Pizza II: Villa begins with a flickering light bulb and, a little distance away, a paranormal scientist holding up a tuning fork – he’s looking for… something. Later, in an interview, he reveals that he has never been afraid, and that he is waiting for the day he will experience fear. We think that this man’s wish will come true, that he will regret these words because of the terrifying situation he will find himself in – but that never happens. Or maybe it happens and we don’t register it because the performances in this film don’t add up. Elsewhere, the “clues” (like the decomposing carcass of a dog) don’t add up – we wait for the why behind these happenings, and there are no satisfactory answers. But as a painting teacher instructs his students, early on, the most important thing in an art form is the ambience. Those could be the director Deepan Chakravarthy’s words. What Pizza II: Villa lacks in other departments, it makes up for with mood.
Unlike its in-name-only predecessor, Pizza II: Villa isn’t about a hoax. It isn’t a horror movie either – at least, not in the conventional sense of a narrative that aims to make you jump out of your seat and turn the lights on at night. The film isn’t without the genre’s trusted (and if you stop to think about it, stupid) tropes. Someone in a huge mansion where things are going bump in the night will continue to stay on, instead of moving somewhere safer, and when he finds a room with something terrifying inside, he will continue to investigate these horrors. But the director is after something more elegant, more muted. He doesn’t want so much to scare us as infuse in us a sustained sense of dread. The background score isn’t silence-screams-silence-screams, but long and seemingly unvarying notes and chords that swell, occasionally, into crescendos. The effect is eerie, not scary. Pizza II: Villa, then, is a horror movie for those who don’t particularly care for horror movies.

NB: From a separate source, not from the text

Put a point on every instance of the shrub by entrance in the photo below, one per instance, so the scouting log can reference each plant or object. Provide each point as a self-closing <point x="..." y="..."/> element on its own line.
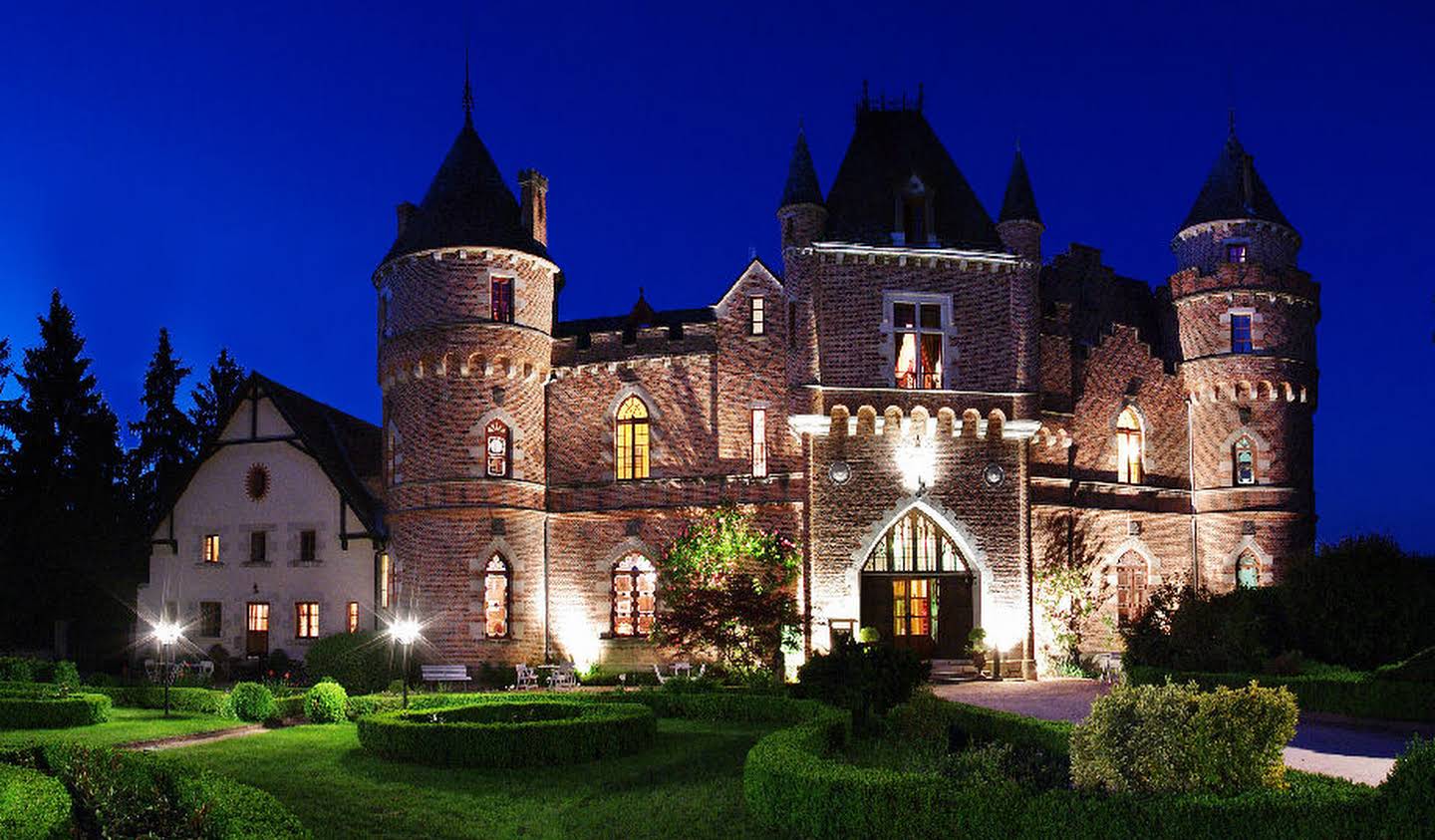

The story is something that Stephen King might have dreamt up. A struggling crime-novel writer (Ashok Selvan) inherits a villa, and when he moves in his life changes. But even as he revels in the turnaround (a publishing contract; an award), he senses that malevolent forces may be behind it all. (Or maybe the spirit of Kate Mosse is behind it all. One of the author’s bestsellers is seen on a tabletop, and as in that book, there’s a creepy Frenchman here.) An unexpected – and welcome – side-effect of these happenings is that the protagonist is never allowed to become a hero. He is in over his head – as we discover through a tragic murder, forewarned isn’t always forearmed. Evil always has the upper hand. The ending, thus, is inevitable. We sit up expecting a twist, revealed with a flourish, but the understated nature of what actually happens is perhaps the bigger twist. With the tease of a sequel, we may be witnessing a quality franchise in the making.